[102139] in North American Network Operators' Group
Re: Worst Offenders/Active Attackers blacklists
daemon@ATHENA.MIT.EDU (Edward B. DREGER)
Tue Jan 29 13:08:47 2008
Date: Tue, 29 Jan 2008 18:01:32 +0000 (GMT)
From: "Edward B. DREGER" <eddy+public+spam@noc.everquick.net>
To: "Patrick W. Gilmore" <patrick@ianai.net>
cc: nanog list <nanog@nanog.org>
In-Reply-To: <BA679F4E-34DB-47D5-B765-15E4EE455BBE@ianai.net>
Errors-To: owner-nanog@merit.edu
PWG> Date: Tue, 29 Jan 2008 10:02:20 -0500
PWG> From: Patrick W. Gilmore
PWG> I read that, but discounted it. There has been more than one
PWG> single-packet compromise in the past. Not really a good idea to
PWG> let packets through for a while, _then_ decide to stop them. Kinda
PWG> closing the bard door after yada yada yada.

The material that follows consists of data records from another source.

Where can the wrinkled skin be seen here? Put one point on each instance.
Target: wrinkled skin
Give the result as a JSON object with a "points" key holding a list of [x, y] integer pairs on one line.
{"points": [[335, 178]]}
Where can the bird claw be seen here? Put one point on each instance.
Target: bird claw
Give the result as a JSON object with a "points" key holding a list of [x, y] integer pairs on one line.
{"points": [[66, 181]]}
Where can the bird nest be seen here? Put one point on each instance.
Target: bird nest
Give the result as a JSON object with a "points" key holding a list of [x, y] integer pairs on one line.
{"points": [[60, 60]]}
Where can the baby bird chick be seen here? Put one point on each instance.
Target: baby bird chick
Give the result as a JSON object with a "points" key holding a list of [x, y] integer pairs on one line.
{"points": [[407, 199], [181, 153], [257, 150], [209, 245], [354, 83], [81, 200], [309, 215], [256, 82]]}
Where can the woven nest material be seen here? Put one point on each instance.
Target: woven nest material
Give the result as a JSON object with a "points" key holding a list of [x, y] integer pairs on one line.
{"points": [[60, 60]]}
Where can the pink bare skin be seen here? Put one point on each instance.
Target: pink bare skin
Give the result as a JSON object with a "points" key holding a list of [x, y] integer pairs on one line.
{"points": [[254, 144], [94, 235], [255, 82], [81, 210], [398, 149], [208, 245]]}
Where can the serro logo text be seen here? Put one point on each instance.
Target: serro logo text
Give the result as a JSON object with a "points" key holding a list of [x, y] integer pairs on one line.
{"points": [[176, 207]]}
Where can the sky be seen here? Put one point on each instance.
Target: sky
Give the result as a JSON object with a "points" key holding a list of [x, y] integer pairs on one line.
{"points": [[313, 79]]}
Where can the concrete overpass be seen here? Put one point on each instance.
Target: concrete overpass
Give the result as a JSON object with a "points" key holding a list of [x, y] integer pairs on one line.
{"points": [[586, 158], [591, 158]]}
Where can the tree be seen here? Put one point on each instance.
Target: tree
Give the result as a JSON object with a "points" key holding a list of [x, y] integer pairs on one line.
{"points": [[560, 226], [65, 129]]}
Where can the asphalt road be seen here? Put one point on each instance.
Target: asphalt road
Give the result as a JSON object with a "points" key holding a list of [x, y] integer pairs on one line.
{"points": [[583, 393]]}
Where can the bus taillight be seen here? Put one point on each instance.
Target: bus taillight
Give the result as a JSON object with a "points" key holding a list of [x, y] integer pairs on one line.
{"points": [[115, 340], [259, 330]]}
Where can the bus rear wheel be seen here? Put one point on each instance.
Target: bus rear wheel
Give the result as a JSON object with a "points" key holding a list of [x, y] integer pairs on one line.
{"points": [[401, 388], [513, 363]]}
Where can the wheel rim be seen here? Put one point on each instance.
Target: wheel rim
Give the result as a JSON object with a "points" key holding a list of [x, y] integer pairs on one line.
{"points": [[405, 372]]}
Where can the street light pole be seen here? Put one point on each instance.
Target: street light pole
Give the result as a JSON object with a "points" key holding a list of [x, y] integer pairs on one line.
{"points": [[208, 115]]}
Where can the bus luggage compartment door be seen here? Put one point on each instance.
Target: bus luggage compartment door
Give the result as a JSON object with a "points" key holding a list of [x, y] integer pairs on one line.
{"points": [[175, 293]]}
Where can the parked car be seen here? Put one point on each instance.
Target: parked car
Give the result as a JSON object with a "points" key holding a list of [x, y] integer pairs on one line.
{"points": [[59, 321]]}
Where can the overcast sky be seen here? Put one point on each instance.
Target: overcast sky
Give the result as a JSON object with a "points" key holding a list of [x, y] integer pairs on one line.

(Apologies for straying from ops into R&D-ish stuff.)
True. IMNSHO, lookups would need to be instantaneous. Kind of like...
routing. The RIB presumably is a very sparse array. What's needed is a
FIB capable of approximately 2^24 routes, yet with only two
destinations: "pass" and "drop".
A naive approach would be a simple sorted array of 2^24 entries.
Assuming IPv4, that's a 64 MB lookup table that can be searched using
good old binary search. Take this as a starting point for something
that definitely is possible.
Said sorted array contains much redundancy. One can do _much_ better
than a primitive sorted array. Uh, the more back-of-the-envelope
calculations I run, the more I believe this is entirely doable.
I'd need to dust off some code I wrote a while back, but I consider
150-clock IPv4 lookups reasonable. IPv6 would be slower by a factor of
four. (Predictions based on profiling performed on Pentium4-targetted
assembly code custom-written for a similar purpose.)
Note that the above is slightly optimistic. It does not account for
blowing out the TLB on every lookup. I'd need to review/profile that
penalty.
RAM use would be the biggest obstacle.